Marcia changed Billy’s bandages. He fell against Marcia, knocking her to the floor. “C’mon, Billy. Wake up,” she said. Before she knew it, Marcia was flat on her back, with Billy straddling her chest, and his hands gripping her throat. “I’m going to kill you,” he said.

Marcia tried to scream, but Billy’s grip on her throat was too tight. She twisted, bucked and kicked. She tried to get her hands to his face but he was too tall. However he bit her thumb so she knows she did some damage to his face.

Marcia was giving up. She couldn’t fight any longer; he was too strong. She had an out-of-body experience. She hovered in a corner of the room looking down. It’s called “dissociation,” when your mind takes you away from the trauma.

An Iowa Wesleyan College student, who was working at MHI for the summer, noticed the closed door, came in, and attempted to pull Billy off. Four or more young men joined the fray. Billy was hitting them and nearly bit off one kid’s fingers. It was a brutal fight before they could get Billy subdued and into full restraints.

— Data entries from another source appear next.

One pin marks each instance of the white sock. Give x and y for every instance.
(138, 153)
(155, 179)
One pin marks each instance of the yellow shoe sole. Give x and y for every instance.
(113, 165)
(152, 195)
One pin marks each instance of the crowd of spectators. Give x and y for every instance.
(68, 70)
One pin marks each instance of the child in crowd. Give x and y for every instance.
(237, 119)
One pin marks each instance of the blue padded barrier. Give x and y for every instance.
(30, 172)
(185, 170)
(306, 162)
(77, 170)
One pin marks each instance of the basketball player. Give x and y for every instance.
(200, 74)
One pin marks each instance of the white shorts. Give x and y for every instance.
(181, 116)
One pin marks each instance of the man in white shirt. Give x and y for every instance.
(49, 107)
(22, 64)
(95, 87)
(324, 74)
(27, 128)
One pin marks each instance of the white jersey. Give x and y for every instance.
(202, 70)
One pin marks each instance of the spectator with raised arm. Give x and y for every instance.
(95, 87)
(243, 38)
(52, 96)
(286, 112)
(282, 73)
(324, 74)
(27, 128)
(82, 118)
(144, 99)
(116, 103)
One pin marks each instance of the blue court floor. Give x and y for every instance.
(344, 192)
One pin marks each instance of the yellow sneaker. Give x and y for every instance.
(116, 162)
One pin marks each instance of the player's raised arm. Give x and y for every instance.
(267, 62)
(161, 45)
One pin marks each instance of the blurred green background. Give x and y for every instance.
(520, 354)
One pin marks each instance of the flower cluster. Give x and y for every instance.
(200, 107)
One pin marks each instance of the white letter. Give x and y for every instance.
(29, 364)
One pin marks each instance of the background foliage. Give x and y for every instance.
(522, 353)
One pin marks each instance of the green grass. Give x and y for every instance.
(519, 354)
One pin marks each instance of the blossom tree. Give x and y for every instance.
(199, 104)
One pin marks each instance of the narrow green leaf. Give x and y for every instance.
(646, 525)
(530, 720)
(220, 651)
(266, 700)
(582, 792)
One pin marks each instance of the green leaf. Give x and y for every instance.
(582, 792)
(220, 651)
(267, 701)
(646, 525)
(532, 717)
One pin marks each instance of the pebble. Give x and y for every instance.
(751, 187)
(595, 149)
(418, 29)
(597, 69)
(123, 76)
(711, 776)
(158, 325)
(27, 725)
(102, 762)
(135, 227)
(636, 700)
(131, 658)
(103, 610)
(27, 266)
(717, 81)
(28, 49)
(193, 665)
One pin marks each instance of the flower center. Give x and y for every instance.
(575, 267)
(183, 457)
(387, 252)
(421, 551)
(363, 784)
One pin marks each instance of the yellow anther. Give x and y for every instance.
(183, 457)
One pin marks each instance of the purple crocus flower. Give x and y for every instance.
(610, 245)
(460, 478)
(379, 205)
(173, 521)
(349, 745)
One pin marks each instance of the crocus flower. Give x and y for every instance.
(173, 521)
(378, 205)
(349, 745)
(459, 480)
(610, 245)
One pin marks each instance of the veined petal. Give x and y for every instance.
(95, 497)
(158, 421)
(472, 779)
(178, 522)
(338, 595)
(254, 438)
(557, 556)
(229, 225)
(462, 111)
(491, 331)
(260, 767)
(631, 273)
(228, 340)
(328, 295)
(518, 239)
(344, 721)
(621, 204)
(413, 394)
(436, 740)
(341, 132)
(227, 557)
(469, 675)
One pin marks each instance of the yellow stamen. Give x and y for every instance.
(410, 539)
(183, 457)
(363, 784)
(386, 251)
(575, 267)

A staff member took Marcia to the hospital. Her throat was so swollen she couldn’t talk. Billy had hit her in the face and pounded her head against the floor. She was given a tetanus shot because of her bitten thumb.

Marcia’s husband was in Alaska on a field trip and Marcia was in no condition to go home alone. Dennis Nellor, the business manager at MHI, took Marcia home to his and his wife’s house to spend the night. Kathy Nellor, Dennis’ wife, was friends with Marcia.

Marcia didn’t sleep at all that night. She kept thinking, “He tried to kill me.”

It was a Friday night. On Monday morning, Marcia went to work with two black eyes, two knots on the back of her head, and a raspy voice. She wanted to thank the young men who saved her life but didn’t know who they were. She always wished she could thank them.

Billy was transferred to Oakdale in Iowa City, a psyche facility for mentally ill prisoners, and Marcia lost track of him. Leftover effects for Marcia include “hyper-startle reflex,” especially if she is touched from behind, and heightened personal security measures. In a room full of people, she tries to sit with her back to the wall.

Fast forward to today. Kathy Nellor and now Marcia Wiedemeier from Burlington, renewed their friendship. Kathy Nellor belongs to a book club in Mt. Pleasant and happened to mention the attack on Marcia at MHI years before. A lady in the book club spoke up, “That was my son who helped pull the man off.”

Bingo. Marcia was able to talk to the lady’s son, who is now in his sixties, and get the names of the other men involved. Amazingly, she has since talked to all four of them. All of the men were appreciative of the call, remembered every second of the incident and filled in details Marcia wasn’t aware of. She was finally able to thank them for saving her life. Marcia can now put the incident to rest. “Never give up your search,” she says. “Whatever it is.”